The couple was seeking to return to Canada, where they held valid temporary study and work permits. They submitted initial TRV applications to the Visa Office, but neglected to mention on their application forms that they had been refused Canadian visas in the past, leading a Visa Officer to believe that they had purposely misrepresented their immigration history. The couple responded to a procedural fairness letter explaining that any omissions were unintentional and invited the Visa Office to verify whether the information they had provided was correct. While awaiting a final decision from one Visa Office, the couple flew to another country to visit a sick relative. While there, they submitted new TRV applications indicating that they needed to urgently return to Canada.
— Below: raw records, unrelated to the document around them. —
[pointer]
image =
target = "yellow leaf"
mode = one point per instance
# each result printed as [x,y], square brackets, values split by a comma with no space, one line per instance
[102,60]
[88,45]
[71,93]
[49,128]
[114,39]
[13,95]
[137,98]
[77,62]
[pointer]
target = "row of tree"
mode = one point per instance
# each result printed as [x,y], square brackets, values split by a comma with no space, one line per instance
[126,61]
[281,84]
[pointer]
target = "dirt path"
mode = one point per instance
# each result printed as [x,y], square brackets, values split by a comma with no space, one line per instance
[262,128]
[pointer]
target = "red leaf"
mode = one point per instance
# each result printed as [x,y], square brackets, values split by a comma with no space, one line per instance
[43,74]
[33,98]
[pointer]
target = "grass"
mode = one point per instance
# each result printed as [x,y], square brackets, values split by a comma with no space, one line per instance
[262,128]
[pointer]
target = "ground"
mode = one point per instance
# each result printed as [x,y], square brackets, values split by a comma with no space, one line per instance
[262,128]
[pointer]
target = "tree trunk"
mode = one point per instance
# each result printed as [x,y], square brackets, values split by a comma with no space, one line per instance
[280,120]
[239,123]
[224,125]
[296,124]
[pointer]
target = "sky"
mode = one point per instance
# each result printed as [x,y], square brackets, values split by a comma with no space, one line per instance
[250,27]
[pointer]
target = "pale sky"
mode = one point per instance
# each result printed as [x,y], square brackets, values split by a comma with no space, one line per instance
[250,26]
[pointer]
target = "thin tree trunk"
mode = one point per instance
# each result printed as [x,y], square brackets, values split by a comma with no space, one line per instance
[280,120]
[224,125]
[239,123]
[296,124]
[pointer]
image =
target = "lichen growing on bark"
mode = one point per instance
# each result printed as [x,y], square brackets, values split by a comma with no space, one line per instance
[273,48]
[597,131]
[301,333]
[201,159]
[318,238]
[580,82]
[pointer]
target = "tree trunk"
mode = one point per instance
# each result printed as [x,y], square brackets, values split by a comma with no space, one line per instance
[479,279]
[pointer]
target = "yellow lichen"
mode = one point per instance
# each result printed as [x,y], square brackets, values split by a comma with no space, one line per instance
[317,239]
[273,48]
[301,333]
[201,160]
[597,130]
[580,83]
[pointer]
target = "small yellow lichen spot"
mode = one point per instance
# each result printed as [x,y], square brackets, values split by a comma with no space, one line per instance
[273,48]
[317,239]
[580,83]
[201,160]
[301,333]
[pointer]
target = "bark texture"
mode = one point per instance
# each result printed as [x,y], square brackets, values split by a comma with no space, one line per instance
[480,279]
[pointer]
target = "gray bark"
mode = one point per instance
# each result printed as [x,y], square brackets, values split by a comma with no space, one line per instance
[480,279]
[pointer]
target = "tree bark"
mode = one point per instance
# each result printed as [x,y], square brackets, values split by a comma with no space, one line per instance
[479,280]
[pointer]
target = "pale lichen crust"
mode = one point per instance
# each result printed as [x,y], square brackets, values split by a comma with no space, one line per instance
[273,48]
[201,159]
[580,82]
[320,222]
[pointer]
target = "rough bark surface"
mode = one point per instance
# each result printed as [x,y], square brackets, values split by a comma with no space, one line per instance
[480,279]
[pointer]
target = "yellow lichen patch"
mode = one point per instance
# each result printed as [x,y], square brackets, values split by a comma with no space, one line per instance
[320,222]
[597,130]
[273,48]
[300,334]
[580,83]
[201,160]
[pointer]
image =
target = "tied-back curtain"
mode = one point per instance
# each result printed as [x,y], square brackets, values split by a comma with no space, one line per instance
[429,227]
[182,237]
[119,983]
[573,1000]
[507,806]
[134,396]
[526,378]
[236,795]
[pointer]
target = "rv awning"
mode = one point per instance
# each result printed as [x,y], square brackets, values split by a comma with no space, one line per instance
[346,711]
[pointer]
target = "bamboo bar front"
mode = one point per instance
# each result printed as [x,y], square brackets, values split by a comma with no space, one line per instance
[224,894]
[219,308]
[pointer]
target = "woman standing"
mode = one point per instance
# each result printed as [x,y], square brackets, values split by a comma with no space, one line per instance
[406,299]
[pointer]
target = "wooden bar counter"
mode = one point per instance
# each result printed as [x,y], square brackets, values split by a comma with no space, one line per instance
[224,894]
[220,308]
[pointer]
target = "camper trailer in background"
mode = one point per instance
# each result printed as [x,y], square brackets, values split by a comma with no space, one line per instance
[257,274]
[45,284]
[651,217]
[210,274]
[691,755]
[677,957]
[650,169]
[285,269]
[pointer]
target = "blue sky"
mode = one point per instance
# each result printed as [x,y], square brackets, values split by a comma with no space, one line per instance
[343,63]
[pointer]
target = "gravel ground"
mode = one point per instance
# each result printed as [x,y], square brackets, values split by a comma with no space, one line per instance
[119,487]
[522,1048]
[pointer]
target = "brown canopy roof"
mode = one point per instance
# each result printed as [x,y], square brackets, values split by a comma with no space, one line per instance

All four applications were refused, with the first Visa Office finding the applicants inadmissible to Canada for five years for having misrepresented their immigration history. The Visa Office also alleged that the couple was trying to circumvent this misrepresentation finding by submitting new TRV applications while their initial applications were still in process. The other Visa Office refusals also alleged that the female applicant had contravened conditions of her study permit. These refusals were devastating for the couple, who had lived in Canada since 2006 and were awaiting a decision on their permanent residence application.
All four decisions were challenged in Federal Court, and after complex written pleadings and a lengthy hearing, we were successful in overturning all four refusals and the misrepresentation findings were set aside. The family will now have the opportunity to obtain their TRVs, return to Canada, and pursue their application for permanent residence.